Opinión

La propia supervivencia

Queridos lectores, cuidado con quienes viajan. A veces las compañías no son malas per se, sin embargo, le pueden traer problemas de toda índole. Ya sabe, hoy todo el mundo quiere ir en coche. Y esta costumbre se está extendiendo a límites insospechados. Hasta los insectos se creen Miss Daisy a la espera de quien los pasee. Esto es lo que le sucedió a una señora inglesa de 65 años, llamada Carol Howarth, quien felizmente se dirigía a su casa tomando el camino que pasaba por una reserva. Yo no sé si llevaba la radio puesta o no, pero lo cierto es que no procedía de ningún aparato el zumbido que escuchó y que la perseguía como en una película de terror. Asustada por el ruido miró por los espejos retrovisores y vio en el límite del asombro y toda acongojada que, hecho un cálculo groso modo, le perseguían unas veinte mil abejas como un ejército enardecido dispuesto a una lucha a sangre y fuego.

Ustedes, queridos lectores, ¿qué harían ante un caso así? ¿Se meterían con coche y todo en el lago, o río más cercano? ¿Huirían despavoridos sin mirar hacia donde? ¿Llamarían a algún cuerpo de seguridad para que lo salvaran? ¿Se quitarían un zapato y lo echarían por la ventanilla para distraer al enjambre asesino? ¿Tratarían de dialogar con la abeja jefe que las mandaba? Todos sabemos que el diálogo con los agresores es mano de santo para que se tornen bondadosos y píos, pidan perdón y se arrepientan. Por otra parte, ¿qué movía a los insectos para tal movimiento agresivo? Las alas, ya se sabe. Pero, ¿qué había sucedido? ¿Les habrían robado la miel sin que se dieran cuenta? ¿No les gustaba el modelo de vehículo? ¿Hacían maratones de carreras? ¿Estaban estresadas por el sistema de vida actual? ¿Estaban hartas de que ese camino de la reserva fuera como la Casa de Tócame Roque? ¿Querrían invitar a la señora a un picnic? ¿Se estarían mudando de panal?

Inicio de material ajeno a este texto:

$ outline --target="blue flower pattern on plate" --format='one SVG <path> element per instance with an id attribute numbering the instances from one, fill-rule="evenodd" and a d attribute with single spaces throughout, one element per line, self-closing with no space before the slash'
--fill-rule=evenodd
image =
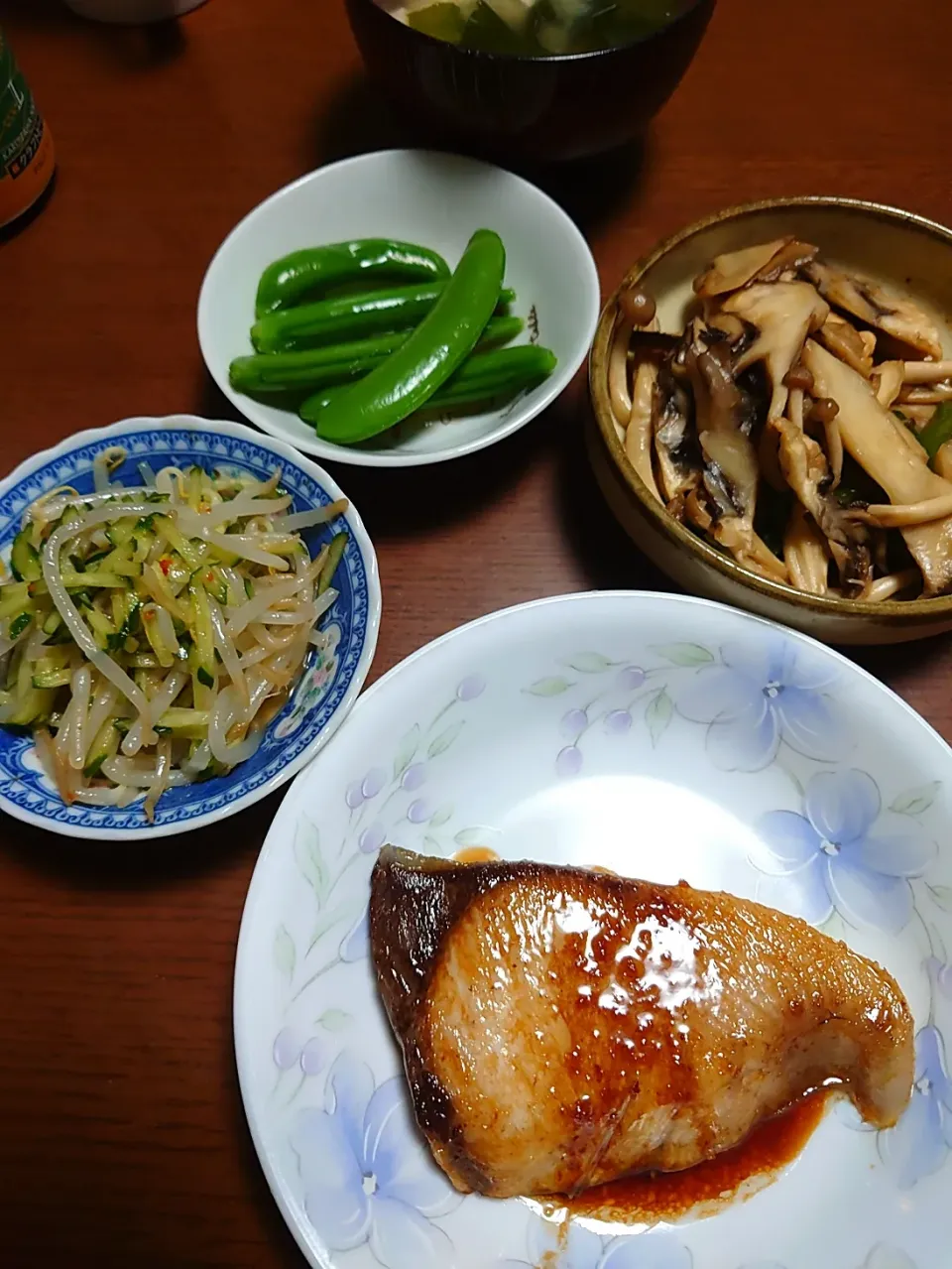
<path id="1" fill-rule="evenodd" d="M 297 1117 L 292 1148 L 304 1207 L 332 1251 L 365 1242 L 385 1269 L 445 1269 L 453 1249 L 432 1223 L 461 1200 L 413 1127 L 403 1079 L 374 1088 L 370 1068 L 341 1053 L 323 1110 Z"/>
<path id="2" fill-rule="evenodd" d="M 814 925 L 835 909 L 851 925 L 897 934 L 913 915 L 909 878 L 922 877 L 936 845 L 909 817 L 881 827 L 881 808 L 866 772 L 819 772 L 806 786 L 802 815 L 771 811 L 758 824 L 778 873 L 761 883 L 758 897 L 785 900 Z"/>
<path id="3" fill-rule="evenodd" d="M 276 458 L 265 445 L 245 437 L 202 431 L 191 428 L 129 426 L 105 439 L 77 445 L 57 454 L 43 467 L 11 486 L 0 497 L 0 551 L 6 557 L 20 524 L 24 509 L 42 492 L 57 485 L 72 485 L 80 494 L 93 492 L 93 459 L 106 445 L 122 444 L 129 453 L 113 478 L 127 486 L 142 483 L 138 463 L 161 466 L 198 463 L 205 468 L 240 470 L 266 480 L 281 466 L 281 483 L 294 497 L 294 510 L 325 506 L 332 496 L 303 467 L 285 458 Z M 323 527 L 306 530 L 312 547 L 327 536 Z M 204 784 L 190 784 L 167 791 L 156 808 L 156 826 L 183 824 L 207 816 L 233 803 L 278 778 L 325 730 L 344 700 L 357 670 L 368 634 L 370 588 L 364 558 L 355 539 L 350 538 L 337 572 L 340 599 L 331 610 L 340 628 L 336 648 L 336 671 L 332 681 L 323 684 L 311 702 L 303 725 L 292 735 L 279 737 L 284 720 L 295 706 L 289 703 L 269 727 L 257 754 L 242 763 L 231 775 Z M 79 829 L 122 829 L 150 832 L 141 803 L 127 810 L 91 807 L 74 803 L 65 806 L 39 769 L 33 742 L 22 735 L 0 730 L 0 779 L 5 798 L 34 817 L 52 820 Z"/>
<path id="4" fill-rule="evenodd" d="M 639 732 L 641 737 L 646 732 L 653 749 L 662 741 L 674 746 L 679 731 L 685 735 L 691 723 L 700 723 L 706 728 L 702 751 L 717 770 L 735 772 L 745 782 L 748 773 L 772 766 L 785 782 L 792 782 L 799 796 L 797 810 L 769 811 L 754 825 L 768 859 L 757 862 L 763 873 L 761 881 L 768 887 L 786 887 L 788 898 L 799 897 L 799 904 L 777 906 L 800 906 L 802 915 L 816 924 L 839 912 L 851 925 L 887 935 L 909 925 L 920 892 L 923 900 L 932 892 L 937 906 L 948 910 L 952 888 L 933 886 L 937 878 L 925 877 L 937 846 L 922 824 L 942 786 L 936 780 L 900 793 L 890 789 L 884 798 L 881 787 L 885 789 L 886 784 L 880 787 L 870 774 L 849 766 L 852 746 L 843 726 L 846 709 L 837 697 L 835 666 L 830 671 L 809 647 L 773 632 L 766 633 L 759 643 L 724 643 L 719 648 L 668 643 L 634 650 L 631 655 L 622 651 L 612 660 L 587 651 L 563 657 L 549 676 L 537 678 L 521 692 L 539 698 L 540 708 L 550 698 L 560 698 L 550 706 L 554 732 L 573 751 L 578 751 L 581 739 L 597 739 L 602 733 L 611 737 L 611 745 L 638 744 Z M 475 711 L 486 706 L 488 685 L 482 675 L 461 678 L 451 700 L 428 726 L 426 720 L 413 723 L 396 753 L 393 749 L 368 753 L 368 765 L 361 763 L 347 773 L 346 780 L 341 779 L 338 796 L 347 815 L 346 843 L 335 867 L 354 860 L 354 872 L 359 873 L 361 858 L 371 863 L 383 840 L 393 840 L 388 824 L 417 831 L 441 822 L 437 815 L 441 775 L 435 759 L 455 744 L 463 728 L 472 726 Z M 558 759 L 555 773 L 567 774 Z M 887 810 L 884 801 L 889 802 Z M 488 840 L 487 831 L 496 830 L 455 834 L 449 830 L 458 845 L 482 844 Z M 445 841 L 423 839 L 423 849 L 445 853 Z M 908 937 L 913 934 L 910 928 Z M 337 985 L 347 990 L 345 985 L 354 981 L 355 972 L 350 967 L 364 962 L 368 954 L 364 901 L 341 921 L 327 944 L 316 950 L 321 967 L 311 981 L 323 978 L 325 986 L 313 1013 L 323 1008 L 333 1014 L 340 1005 L 352 1008 L 335 991 Z M 934 949 L 925 964 L 934 1000 L 952 999 L 952 967 Z M 308 962 L 300 973 L 311 972 Z M 307 990 L 309 982 L 298 989 L 298 995 Z M 281 1047 L 281 1058 L 290 1063 L 290 1070 L 298 1072 L 299 1067 L 292 1076 L 298 1080 L 308 1075 L 303 1065 L 304 1036 L 302 1030 L 293 1044 L 288 1042 L 286 1053 Z M 316 1070 L 326 1068 L 328 1048 L 335 1046 L 333 1036 L 322 1034 L 313 1042 Z M 884 1164 L 896 1178 L 896 1188 L 904 1189 L 933 1175 L 952 1154 L 952 1081 L 943 1041 L 932 1018 L 918 1034 L 917 1055 L 917 1089 L 908 1114 L 895 1129 L 872 1134 Z M 445 1189 L 437 1193 L 435 1184 L 442 1178 L 428 1155 L 423 1154 L 421 1162 L 402 1077 L 389 1079 L 374 1090 L 370 1072 L 363 1068 L 361 1075 L 359 1067 L 345 1051 L 328 1079 L 325 1109 L 297 1112 L 293 1121 L 292 1143 L 300 1159 L 307 1214 L 332 1251 L 365 1247 L 365 1259 L 355 1254 L 355 1264 L 366 1263 L 373 1254 L 393 1269 L 403 1269 L 404 1264 L 445 1269 L 455 1263 L 454 1258 L 464 1255 L 461 1242 L 454 1247 L 445 1240 L 456 1235 L 455 1222 L 465 1216 L 466 1207 L 445 1225 L 440 1221 L 449 1212 L 440 1198 L 440 1194 L 445 1198 Z M 350 1072 L 352 1084 L 363 1081 L 359 1095 L 354 1094 L 350 1103 L 342 1093 L 340 1096 L 335 1093 L 344 1088 L 344 1071 Z M 307 1088 L 316 1082 L 307 1080 Z M 344 1115 L 338 1108 L 351 1103 L 357 1110 L 341 1118 L 336 1128 L 330 1127 L 327 1121 Z M 399 1175 L 415 1178 L 413 1184 L 426 1176 L 434 1184 L 432 1190 L 421 1180 L 418 1190 L 397 1194 L 396 1170 L 388 1169 L 375 1154 L 361 1155 L 363 1145 L 351 1146 L 347 1155 L 341 1142 L 341 1124 L 359 1122 L 366 1128 L 380 1119 L 387 1105 L 396 1115 L 397 1104 L 402 1107 L 401 1133 L 409 1142 L 407 1148 L 413 1160 Z M 351 1132 L 350 1140 L 357 1137 Z M 360 1142 L 371 1140 L 373 1129 L 360 1137 Z M 331 1165 L 319 1164 L 325 1148 L 327 1159 L 346 1160 L 346 1166 L 333 1174 L 336 1181 L 328 1179 Z M 331 1150 L 336 1152 L 333 1156 Z M 403 1202 L 402 1208 L 390 1203 L 394 1198 Z M 692 1254 L 690 1233 L 682 1240 L 678 1232 L 653 1230 L 610 1237 L 572 1223 L 560 1237 L 558 1226 L 534 1217 L 525 1250 L 507 1245 L 505 1258 L 493 1261 L 493 1269 L 532 1269 L 550 1263 L 553 1269 L 556 1265 L 558 1269 L 709 1269 L 706 1258 L 697 1250 Z M 406 1249 L 406 1255 L 398 1249 Z M 769 1244 L 766 1250 L 772 1250 Z M 851 1269 L 915 1269 L 906 1253 L 887 1244 L 877 1244 L 865 1259 L 853 1253 L 849 1265 Z M 768 1254 L 749 1258 L 738 1269 L 785 1266 Z"/>
<path id="5" fill-rule="evenodd" d="M 895 1128 L 880 1133 L 880 1154 L 900 1189 L 937 1173 L 952 1151 L 952 1080 L 946 1046 L 929 1023 L 915 1037 L 913 1100 Z"/>
<path id="6" fill-rule="evenodd" d="M 707 725 L 716 766 L 759 772 L 781 742 L 805 758 L 832 760 L 844 744 L 829 689 L 835 679 L 795 643 L 729 643 L 721 664 L 702 666 L 674 697 L 678 713 Z"/>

No sabemos qué harían ustedes ni lo que hizo Carol Howarth ante semejante circunstancia. Pero sí sabemos finalmente cuál era el motivo de que la legión de abejas siguiera al coche. Todo obedecía a una razón de estado: su reina se había colado dentro. Su reina, la querida, admirada, acatada reina de la colmena, que se había despistado de trono y sin la cual no podrían vivir. No perseguían a la conductora, ni al coche, solo al fundamento básico de su propia supervivencia.